Fashion, fashion, fashion
Der folgende Beitrag stammt von Nina Subramaniam, einer Schülerin des Englisch LKs der Jahrgangsstufe 13. Sie hat sich intensiv mit der Frage des unbedarften Konsums unserer Wohlstandsgesellschaft auseinandergesetzt. In eindrucksvoller Weise schildert sie, wie es überhaupt sein kann, dass hierzulande Kleidung so günstig verkauft wird:
nämlich auf Kosten der Menschen, die diese herstellen.
Fashion, fashion, fashion
Teenagers are obsessed with fashion. Clothes should be as cheap as possible. While a cheap price and the latest fashion have priority, the question where the clothes come from, is left behind. Of course, the label shows where the clothes come from but not how they were produced. And the questions 'how?' and 'where?' should be highlighted.

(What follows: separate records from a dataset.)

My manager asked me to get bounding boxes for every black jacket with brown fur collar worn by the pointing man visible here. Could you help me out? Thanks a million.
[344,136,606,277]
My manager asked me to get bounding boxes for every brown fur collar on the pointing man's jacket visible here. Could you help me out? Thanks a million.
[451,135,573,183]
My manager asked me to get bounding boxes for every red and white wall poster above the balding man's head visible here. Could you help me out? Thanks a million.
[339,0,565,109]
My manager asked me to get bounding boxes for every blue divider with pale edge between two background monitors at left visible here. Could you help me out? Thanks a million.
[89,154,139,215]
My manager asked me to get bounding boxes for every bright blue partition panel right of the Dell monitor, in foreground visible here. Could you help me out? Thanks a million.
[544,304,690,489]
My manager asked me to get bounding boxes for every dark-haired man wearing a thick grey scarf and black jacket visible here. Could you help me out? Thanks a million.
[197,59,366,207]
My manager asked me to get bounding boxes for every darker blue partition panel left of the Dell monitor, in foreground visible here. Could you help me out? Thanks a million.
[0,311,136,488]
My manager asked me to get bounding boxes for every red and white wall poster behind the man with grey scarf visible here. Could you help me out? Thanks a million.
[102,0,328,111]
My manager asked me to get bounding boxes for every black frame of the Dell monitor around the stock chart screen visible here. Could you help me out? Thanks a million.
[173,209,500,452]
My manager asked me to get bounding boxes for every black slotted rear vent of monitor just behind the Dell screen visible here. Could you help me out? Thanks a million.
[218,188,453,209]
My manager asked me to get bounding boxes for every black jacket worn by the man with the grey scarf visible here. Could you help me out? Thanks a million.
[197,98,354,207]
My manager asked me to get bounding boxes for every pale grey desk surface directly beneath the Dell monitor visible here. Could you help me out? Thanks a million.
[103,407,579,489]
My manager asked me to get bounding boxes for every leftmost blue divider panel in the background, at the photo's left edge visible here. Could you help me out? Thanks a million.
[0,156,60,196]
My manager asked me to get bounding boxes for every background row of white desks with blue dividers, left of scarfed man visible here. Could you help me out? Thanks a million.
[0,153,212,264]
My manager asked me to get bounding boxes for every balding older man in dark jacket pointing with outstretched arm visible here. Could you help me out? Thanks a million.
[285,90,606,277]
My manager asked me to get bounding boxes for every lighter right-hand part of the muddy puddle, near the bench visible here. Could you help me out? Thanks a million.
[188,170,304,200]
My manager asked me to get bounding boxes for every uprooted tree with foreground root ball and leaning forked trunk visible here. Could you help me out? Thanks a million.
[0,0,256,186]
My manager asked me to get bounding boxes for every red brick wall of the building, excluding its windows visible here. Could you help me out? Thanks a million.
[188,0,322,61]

Therefore, the example of the treatment of EPZ (Export Processing Zone) companies in Kenya is very convenient. These companies take advantage of poor people who are compelled to produce masses of clothes for the international market. They do not have other possibilities to earn money due to the poor economic situation in their country.
Unfortunately, these people are so poor that they work for a pathetic wage of US $1.90-$2.20 per day. Not only do they suffer from the low wage but also from the terrible working conditions like extremely hot temperatures where they have to work. The ventilation is missing which explains that workers collapse or end up being ill. Another negative aspect is that the workers have to stay until the next morning if their work cannot be finished in time. Pregnancy is not a reason to define down the inhuman working conditions. Thus, safety precautions like maternity leave are missing completely. Whereupon we in Germany think maternity leave is self-evident. Furthermore, in some cases the superiors force women to have sexual relationships with them. Young women who are dependent on the work, are preferred. The reason why they are preferred is that, in general, they do not complain about the low wage nor the working conditions which are based on exploitation.

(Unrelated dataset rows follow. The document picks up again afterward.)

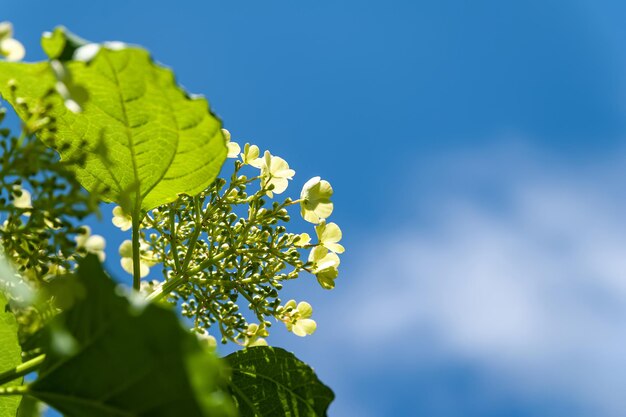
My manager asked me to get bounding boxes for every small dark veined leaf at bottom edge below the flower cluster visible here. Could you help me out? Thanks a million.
[226,346,335,417]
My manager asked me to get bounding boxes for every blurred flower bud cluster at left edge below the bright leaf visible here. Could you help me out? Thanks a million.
[0,91,100,341]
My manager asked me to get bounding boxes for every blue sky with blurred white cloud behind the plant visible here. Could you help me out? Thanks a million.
[6,0,626,417]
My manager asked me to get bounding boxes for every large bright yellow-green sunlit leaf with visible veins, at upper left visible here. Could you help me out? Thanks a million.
[0,29,226,213]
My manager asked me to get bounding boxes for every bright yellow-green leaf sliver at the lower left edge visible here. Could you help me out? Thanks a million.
[0,292,22,417]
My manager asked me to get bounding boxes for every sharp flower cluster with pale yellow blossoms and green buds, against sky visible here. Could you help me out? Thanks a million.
[112,130,344,346]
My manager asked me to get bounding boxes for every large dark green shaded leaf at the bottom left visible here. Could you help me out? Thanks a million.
[28,255,233,417]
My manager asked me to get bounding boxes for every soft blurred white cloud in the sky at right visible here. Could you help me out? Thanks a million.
[319,141,626,416]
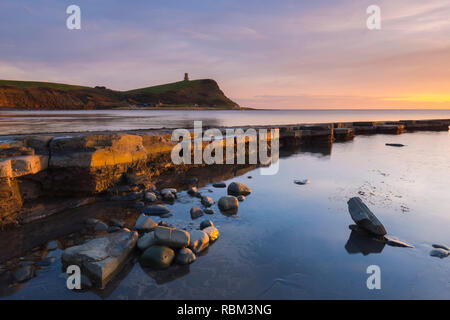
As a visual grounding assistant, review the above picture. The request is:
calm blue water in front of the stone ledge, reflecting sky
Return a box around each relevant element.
[0,132,450,299]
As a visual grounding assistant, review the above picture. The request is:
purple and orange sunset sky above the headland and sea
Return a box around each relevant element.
[0,0,450,109]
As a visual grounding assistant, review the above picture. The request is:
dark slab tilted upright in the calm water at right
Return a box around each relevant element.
[347,197,387,236]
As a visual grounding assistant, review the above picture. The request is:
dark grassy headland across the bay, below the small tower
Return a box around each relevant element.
[0,80,237,110]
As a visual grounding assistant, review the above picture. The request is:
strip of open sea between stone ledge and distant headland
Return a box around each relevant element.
[0,110,450,135]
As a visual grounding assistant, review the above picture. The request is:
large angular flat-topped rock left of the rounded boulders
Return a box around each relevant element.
[62,229,138,288]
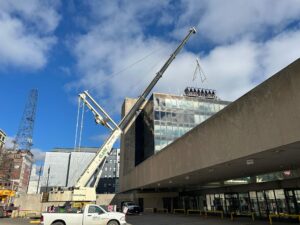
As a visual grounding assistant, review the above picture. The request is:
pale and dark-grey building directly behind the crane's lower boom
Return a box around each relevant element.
[40,148,119,193]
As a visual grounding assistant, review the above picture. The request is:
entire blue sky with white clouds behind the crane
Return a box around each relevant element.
[0,0,300,163]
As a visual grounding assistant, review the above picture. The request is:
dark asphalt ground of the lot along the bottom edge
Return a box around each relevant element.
[0,214,299,225]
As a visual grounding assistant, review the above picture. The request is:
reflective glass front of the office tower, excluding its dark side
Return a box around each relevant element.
[153,94,229,152]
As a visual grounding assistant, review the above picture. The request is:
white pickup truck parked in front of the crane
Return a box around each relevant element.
[41,204,127,225]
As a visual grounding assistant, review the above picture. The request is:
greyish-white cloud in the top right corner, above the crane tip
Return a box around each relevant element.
[178,0,300,43]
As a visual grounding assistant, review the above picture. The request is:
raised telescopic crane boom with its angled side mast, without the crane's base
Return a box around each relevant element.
[56,27,196,201]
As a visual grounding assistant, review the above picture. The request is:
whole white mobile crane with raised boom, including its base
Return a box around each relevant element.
[49,27,196,202]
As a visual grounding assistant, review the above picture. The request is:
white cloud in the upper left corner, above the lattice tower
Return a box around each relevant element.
[0,0,60,69]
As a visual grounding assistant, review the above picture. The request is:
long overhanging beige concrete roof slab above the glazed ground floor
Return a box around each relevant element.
[120,59,300,191]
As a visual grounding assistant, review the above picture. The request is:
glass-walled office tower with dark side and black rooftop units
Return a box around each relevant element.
[135,88,230,164]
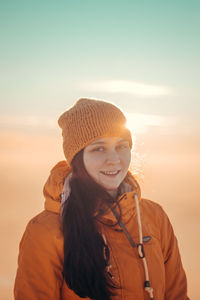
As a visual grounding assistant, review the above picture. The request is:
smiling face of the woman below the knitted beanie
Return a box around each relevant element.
[83,137,131,197]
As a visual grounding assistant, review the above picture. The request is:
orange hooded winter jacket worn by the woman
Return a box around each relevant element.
[14,161,189,300]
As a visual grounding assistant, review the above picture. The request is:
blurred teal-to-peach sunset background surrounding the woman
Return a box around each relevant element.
[0,0,200,300]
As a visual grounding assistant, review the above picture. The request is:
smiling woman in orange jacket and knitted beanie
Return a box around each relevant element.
[14,99,189,300]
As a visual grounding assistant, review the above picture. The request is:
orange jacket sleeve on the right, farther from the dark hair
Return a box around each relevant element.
[161,210,189,300]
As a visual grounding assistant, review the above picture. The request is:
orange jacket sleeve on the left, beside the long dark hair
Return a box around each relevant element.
[14,213,63,300]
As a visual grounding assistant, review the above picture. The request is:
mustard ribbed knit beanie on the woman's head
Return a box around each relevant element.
[58,98,132,164]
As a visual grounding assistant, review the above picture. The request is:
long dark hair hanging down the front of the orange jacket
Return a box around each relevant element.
[62,150,121,300]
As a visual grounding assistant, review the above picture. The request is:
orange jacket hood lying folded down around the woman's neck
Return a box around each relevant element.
[43,161,141,221]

In addition, child labor is not unusual for textile industries. There are about 168 millions of children around the world working for textile industries. The most famous countries for child labor are India, Bangladesh, Indonesia and Nepal. In Bangladesh for example 10% of all children have to work. Some of them even combine the work with school. Enduring long working hours with dangerous machines or chemicals is sadly a normal day for the children.

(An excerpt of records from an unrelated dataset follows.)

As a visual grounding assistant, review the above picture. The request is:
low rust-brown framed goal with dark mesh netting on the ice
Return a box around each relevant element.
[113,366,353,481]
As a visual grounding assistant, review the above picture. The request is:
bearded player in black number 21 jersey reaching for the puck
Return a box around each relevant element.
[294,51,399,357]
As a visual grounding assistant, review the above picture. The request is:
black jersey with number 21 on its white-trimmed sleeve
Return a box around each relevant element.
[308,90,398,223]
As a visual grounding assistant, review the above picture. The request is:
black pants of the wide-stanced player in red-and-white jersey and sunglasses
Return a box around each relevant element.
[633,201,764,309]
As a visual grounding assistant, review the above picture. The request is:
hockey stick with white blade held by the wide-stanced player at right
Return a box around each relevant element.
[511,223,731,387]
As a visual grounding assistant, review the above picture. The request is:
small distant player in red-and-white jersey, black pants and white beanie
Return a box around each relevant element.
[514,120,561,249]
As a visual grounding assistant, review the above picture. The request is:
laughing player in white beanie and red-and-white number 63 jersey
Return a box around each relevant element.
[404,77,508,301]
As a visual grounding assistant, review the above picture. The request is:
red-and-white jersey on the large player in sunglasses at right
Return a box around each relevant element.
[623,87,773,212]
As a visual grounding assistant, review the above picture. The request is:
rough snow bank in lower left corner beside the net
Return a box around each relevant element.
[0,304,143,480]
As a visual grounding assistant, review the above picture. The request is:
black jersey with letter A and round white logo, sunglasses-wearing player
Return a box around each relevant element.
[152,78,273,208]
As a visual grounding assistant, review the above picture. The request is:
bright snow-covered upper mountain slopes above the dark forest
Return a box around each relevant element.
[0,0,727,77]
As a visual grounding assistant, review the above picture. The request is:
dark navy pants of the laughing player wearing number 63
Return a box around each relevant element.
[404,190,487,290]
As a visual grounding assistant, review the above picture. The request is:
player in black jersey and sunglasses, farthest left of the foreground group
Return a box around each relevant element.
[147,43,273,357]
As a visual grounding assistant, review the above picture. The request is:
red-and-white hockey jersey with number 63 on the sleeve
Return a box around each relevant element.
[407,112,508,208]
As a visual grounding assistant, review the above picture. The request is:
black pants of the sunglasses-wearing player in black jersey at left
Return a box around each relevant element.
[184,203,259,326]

It is obvious that these conditions are inhuman and we should know that we have contributed to this situation. At the end, it is our big request for more and cheap clothes which leads to this situation. The companies see a good opportunity to sell their products cheap and increase their own profit. They are acting relentlessly regarding the people who produce these clothes.
While we are happy to find a T-shirt for 5€ the people in Kenya and other Third World Countries suffer from low pay, inhuman working conditions, sexual violence and the fact that they have to live in tiny rooms not being able to afford proper meals.
Now you are probably wondering what you can do. You can stop buying clothes you do not absolutely need! Furthermore, you could take second hand clothes into consideration or inform yourself if the clothes were produced in a convenient way. You can check for example on the Greenpeace website which labels are trustworthy.
Ask yourself if you want to keep continue supporting such cruelty in the world. At the end, we are all humans who deserve equal rights.